WASHINGTON (Talon News) — At a press conference held Monday, Health and Human Services Secretary Tommy Thompson announced new preventive benefits that will now be covered by Medicare. Joining Secretary Thompson at the news conference were Centers for Medicare & Medicaid Services (CMS) Administrator Mark B. McClellan, M.D., Ph.D.; American Cancer Society CEO John Seffrin, Ph.D.; American Diabetes Association CEO Lynn Nicholas, FACHE; and the C.E.O. from the American Heart Association M. Cass Wheeler.

“For too long, Medicare only paid for benefits after you got sick. Now, Medicare will pay for benefits that will help seniors prevent the onset of disease before it becomes serious,” Sec. Thompson said. “Starting this year, seniors will have better and greater access to benefits to help keep them healthy and improve their quality of life.”

Starting January 1 of this year, Medicare recipients will be privy to three new programs made available to new beneficiaries. These include a one-time physical examination dubbed “Welcome to Medicare,” cardiovascular screening, and diabetes screening. These new programs are being offered only to those people who enroll in the healthcare plan after January 1, 2005.

Also announced at the news conference was a new collaborative effort between CMS, the American Cancer Society, the American Heart Association, and the American Diabetes Association to try to ensure that seniors are made aware of the new programs, and that they take advantage of the opportunities and benefits these programs present. The additional benefits were mandated in the Medicare expansion law signed in December, 2003 by President Bush.

The new programs will offer participants up to two free diabetes screenings per year, and one free cardiovascular screening every five years.

The “Welcome to Medicare” physical exam will be a one-time offering, must be acquired within six months of Medicare enrollment, and is the only one of the three new programs that is not free. The physical examination, available to all new Medicare Part B beneficiaries, will cost patients 20% of the total charge, once the patient’s annual Part B deductible is met. The deductible in 2005 is $110.00, which could potentially be met with the physical exam co-payment.

“Approximately half of all diabetes cases occur in people older than age 55. For seniors with diabetes, early access [to education and treatment are very critical],” according to Lynn Nicholas, CEO of the American Diabetes Association. “These new preventive benefits for people with Medicare will assist seniors greatly in meeting these needs.”

Speaking for the American Cancer Society, CEO Dr.

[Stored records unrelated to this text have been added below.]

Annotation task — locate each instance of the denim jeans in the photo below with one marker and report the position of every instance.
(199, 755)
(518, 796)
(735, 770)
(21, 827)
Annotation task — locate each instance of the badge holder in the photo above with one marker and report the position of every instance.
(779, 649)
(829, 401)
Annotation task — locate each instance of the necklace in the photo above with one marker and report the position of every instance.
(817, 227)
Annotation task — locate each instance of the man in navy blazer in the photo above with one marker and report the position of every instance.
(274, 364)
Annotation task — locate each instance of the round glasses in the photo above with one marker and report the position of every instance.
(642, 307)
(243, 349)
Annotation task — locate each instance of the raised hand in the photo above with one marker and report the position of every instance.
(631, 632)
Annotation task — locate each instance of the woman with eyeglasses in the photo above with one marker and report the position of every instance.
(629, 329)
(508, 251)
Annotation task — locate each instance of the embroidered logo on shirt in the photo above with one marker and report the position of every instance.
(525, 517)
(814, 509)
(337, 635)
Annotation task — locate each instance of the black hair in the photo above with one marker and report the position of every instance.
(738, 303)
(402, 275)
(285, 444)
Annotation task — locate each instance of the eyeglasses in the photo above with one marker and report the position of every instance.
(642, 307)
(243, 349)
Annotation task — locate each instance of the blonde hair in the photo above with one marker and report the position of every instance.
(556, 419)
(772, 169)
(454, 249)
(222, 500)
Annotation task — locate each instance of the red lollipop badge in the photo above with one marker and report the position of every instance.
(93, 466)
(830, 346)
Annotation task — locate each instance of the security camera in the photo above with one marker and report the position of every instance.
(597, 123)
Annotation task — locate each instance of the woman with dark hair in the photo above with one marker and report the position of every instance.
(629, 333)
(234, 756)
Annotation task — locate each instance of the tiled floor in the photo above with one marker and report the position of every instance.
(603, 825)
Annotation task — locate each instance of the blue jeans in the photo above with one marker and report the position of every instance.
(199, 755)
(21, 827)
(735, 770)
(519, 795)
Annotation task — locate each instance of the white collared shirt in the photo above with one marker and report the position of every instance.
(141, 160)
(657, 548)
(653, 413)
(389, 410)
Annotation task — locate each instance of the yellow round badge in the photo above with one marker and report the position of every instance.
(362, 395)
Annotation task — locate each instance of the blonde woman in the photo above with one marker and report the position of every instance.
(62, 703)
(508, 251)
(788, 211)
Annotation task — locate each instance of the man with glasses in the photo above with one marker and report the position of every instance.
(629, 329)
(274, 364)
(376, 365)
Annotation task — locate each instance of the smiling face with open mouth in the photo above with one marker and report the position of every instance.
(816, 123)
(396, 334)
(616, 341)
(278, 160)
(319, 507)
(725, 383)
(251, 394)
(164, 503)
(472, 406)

John Seffrin said, “Medicare’s new emphasis on prevention and early detection marks a dramatic shift that will help us in the fight against cancer.” He also pointed out that the new physical exam will offer doctors not only the opportunity to refer patients for screenings, but also the chance to “counsel them about risk factors for cancer-tobacco use, diet, and physical activity.”

For his part, M. Cass Wheeler, CEO of the American Heart Association, praised Sec. Thompson for “bringing a renewed emphasis on prevention to the nation’s health priorities,” adding that the new programs will “go a long way to empowering beneficiaries to help keep themselves heart healthy and stroke free.”

Dr. Mark McClellan, CMS Administrator, asserted that, in the past, the majority of Medicare funding has been spent on treating illnesses after they occur.

“We are changing that now as we help seniors use preventive care,” McClellan said, adding that, coupling the new programs with the prescription drug coverage slated to take place next year, will help them “avoid many costly and debilitating problems.”